0

I want to turn a JSON encoded list into a native BigQuery Array, ideally this would end up being a list of tuples or dictionaries with value, position entries. Hence the reference to the python enumerate functionality.

i.e.

[(idx, elem) for idx, elem in enumerate(json_list_string)]

[{'pos':idx, 'value':elem} for idx, elem in enumerate(json_list_string)]
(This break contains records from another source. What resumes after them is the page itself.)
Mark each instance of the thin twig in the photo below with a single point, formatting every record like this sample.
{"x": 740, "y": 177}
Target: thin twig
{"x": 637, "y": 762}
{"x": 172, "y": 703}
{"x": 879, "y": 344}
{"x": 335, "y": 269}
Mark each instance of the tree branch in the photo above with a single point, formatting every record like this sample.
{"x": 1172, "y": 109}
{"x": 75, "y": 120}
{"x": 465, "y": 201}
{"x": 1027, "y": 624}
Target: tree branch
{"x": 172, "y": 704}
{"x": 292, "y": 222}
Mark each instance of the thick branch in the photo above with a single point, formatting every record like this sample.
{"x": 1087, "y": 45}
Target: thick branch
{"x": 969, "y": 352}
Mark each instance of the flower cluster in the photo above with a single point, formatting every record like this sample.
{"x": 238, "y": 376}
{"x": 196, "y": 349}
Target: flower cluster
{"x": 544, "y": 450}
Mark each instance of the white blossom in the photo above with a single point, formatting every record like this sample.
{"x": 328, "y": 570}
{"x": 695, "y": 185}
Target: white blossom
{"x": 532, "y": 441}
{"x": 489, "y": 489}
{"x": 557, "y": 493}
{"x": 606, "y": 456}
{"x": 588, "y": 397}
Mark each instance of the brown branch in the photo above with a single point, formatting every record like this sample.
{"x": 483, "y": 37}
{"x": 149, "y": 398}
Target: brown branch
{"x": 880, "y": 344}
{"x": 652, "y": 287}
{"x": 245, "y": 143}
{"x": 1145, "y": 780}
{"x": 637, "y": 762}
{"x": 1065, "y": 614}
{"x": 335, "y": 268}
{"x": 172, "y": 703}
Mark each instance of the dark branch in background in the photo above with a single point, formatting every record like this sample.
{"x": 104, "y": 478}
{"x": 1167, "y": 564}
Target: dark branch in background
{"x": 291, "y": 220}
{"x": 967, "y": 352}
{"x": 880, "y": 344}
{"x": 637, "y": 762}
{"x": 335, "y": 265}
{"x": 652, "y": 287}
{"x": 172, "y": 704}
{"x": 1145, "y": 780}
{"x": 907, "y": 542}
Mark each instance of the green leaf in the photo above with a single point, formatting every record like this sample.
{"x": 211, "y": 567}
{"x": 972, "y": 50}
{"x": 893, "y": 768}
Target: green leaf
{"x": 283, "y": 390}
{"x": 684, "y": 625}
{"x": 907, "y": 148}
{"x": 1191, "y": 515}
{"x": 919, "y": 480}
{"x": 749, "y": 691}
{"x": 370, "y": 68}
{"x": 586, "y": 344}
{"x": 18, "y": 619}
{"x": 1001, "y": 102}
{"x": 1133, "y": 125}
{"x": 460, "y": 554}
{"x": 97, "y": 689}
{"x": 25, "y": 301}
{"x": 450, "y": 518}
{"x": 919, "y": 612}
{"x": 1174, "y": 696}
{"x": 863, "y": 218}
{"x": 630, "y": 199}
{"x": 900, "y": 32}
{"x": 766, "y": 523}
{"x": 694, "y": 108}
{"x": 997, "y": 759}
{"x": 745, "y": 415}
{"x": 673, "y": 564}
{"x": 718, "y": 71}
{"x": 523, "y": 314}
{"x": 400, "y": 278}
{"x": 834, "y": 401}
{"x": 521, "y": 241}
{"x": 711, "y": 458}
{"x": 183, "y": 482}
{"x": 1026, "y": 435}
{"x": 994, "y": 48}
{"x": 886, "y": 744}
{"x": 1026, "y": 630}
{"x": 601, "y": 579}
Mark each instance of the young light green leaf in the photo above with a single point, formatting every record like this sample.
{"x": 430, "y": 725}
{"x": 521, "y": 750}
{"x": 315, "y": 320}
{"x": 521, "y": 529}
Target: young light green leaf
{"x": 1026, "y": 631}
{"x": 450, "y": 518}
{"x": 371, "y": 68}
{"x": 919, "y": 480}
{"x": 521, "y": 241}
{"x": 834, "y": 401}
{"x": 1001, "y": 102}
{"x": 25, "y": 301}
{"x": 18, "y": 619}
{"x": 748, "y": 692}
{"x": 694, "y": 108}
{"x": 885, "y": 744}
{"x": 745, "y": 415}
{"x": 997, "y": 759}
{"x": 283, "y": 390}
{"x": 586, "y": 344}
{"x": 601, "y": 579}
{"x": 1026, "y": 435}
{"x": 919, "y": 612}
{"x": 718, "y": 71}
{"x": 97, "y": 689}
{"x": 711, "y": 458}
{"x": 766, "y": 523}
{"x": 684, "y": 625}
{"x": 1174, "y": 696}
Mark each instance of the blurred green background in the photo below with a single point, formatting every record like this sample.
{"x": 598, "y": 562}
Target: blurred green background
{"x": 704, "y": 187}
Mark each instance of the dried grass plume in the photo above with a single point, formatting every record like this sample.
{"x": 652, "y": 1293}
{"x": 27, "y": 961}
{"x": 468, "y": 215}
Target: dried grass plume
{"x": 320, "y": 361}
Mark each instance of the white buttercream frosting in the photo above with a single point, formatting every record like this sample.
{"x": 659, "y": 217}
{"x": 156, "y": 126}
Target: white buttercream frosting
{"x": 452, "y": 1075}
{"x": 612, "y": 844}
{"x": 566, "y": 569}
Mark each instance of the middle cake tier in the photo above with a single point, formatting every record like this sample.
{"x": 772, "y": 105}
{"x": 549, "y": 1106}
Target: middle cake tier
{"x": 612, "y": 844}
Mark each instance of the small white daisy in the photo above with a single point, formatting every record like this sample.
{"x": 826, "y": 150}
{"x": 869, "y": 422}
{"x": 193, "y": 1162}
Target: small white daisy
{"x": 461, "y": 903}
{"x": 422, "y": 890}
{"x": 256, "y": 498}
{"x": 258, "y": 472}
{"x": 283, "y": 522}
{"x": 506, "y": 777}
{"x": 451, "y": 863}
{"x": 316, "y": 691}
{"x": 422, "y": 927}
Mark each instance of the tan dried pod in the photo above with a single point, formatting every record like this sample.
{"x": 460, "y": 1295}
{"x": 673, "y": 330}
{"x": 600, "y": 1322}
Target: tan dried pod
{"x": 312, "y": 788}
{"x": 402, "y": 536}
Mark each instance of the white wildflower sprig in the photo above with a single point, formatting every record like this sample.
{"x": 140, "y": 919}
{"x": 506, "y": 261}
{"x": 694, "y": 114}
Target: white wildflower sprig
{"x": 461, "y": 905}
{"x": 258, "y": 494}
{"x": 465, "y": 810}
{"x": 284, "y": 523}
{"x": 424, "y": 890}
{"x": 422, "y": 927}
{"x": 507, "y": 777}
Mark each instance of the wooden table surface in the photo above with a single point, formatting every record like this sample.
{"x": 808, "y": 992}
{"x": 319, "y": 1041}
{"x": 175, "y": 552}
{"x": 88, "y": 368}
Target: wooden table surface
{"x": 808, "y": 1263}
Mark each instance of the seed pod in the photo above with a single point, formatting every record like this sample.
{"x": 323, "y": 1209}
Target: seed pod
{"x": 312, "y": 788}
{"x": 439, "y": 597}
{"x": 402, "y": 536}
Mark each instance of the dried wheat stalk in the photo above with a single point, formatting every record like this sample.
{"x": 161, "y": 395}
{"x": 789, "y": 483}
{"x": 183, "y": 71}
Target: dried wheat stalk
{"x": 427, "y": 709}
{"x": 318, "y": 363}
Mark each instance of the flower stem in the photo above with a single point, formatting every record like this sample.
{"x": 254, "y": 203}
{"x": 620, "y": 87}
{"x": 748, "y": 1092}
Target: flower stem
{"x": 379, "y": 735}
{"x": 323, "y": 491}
The first part of turning the json into an array I already solved using this question

Edit:

WITH
  my_ids AS (
  SELECT 'xyz' as grp, '["7f9f98fh9g4ef393d3h5", "chg3g33f26949hg6067d", "g477e5973ec04g7c3232", "0de1ec83304d761he786", "3c1h1f153530g90g35c2", "946637g145h48322686f"]' as ids
  UNION ALL
  SELECT 'abc' as grp, '["7f9f98fh9g4ef393d3h5", "chg3g33fdsfsdfs49hg6067d", "g477e5973ec04g7c3232", "0de1ec83304d761he786", "3c1h1f153530g90g35c2", "946637g145h48322686f"]' as ids
  )

SELECT
  *
FROM my_ids

In an ideal world I would get an output like:

xyz, 7f9f98fh9g4ef393d3h5, 1
xyz, chg3g33f26949hg6067d, 2
...
abc, 946637g145h48322686f, 6

Please note, that the lists can be rather long (up to 24 entries and I kinda don't want to hardcode all the paths)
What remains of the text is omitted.